In this Thursday Jan. 30, 2014 photo, Felicia Grant, a lieutenant at the Salvation Army listens to a devotional before handing out free food to needy residents in Los Banos, Calif. Grant fears that the state’s drought will be so severe this year that middle-class families in the Central Valley will need free food along with the farm workers. She hopes that they’re not afraid to ask for help when the time comes. “It may start at the bottom,” she said. “But it reaches the top.” (AP Photo/Scott Smith)
MENDOTA, Calif. (AP) — Amid California’s driest year on record, the nation’s leading agricultural region is locked in drought and bracing for unemployment to soar, sending farm workers to food lines in a place famous for its abundance.

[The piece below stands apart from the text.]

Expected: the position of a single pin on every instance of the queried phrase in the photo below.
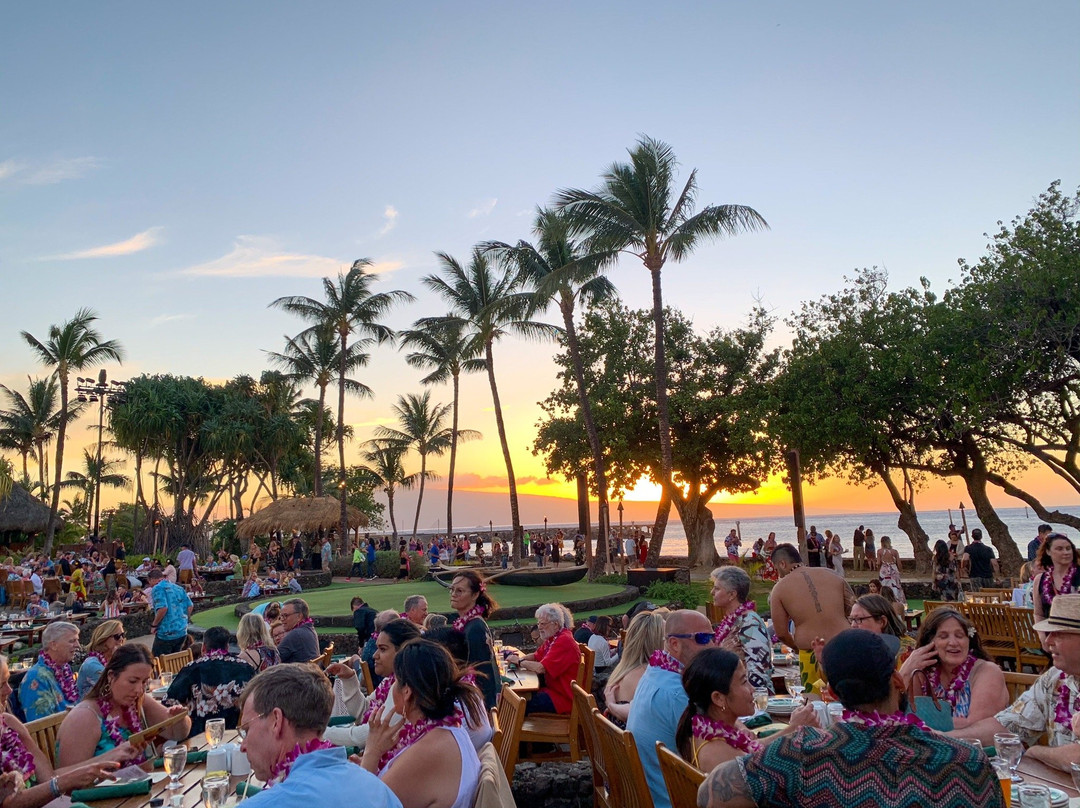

One-third of the Central Valley’s jobs are related to farming. Strains on water supplies are expected to force farmers to leave fields unplanted, creating a ripple effect on food processing plant workers, truck drivers and those who sell fertilizer, irrigation equipment and tractors.
No place may be harder hit than Mendota, a small farm town where unemployment rose above 40 percent at the height of the economic recession in 2009, also a dry year. Mayor Robert Silva said he fears this year could be even worse.
“We’re supposed to be the cantaloupe capital of the world,” Silva said. “But we’re the food line capital of the world.”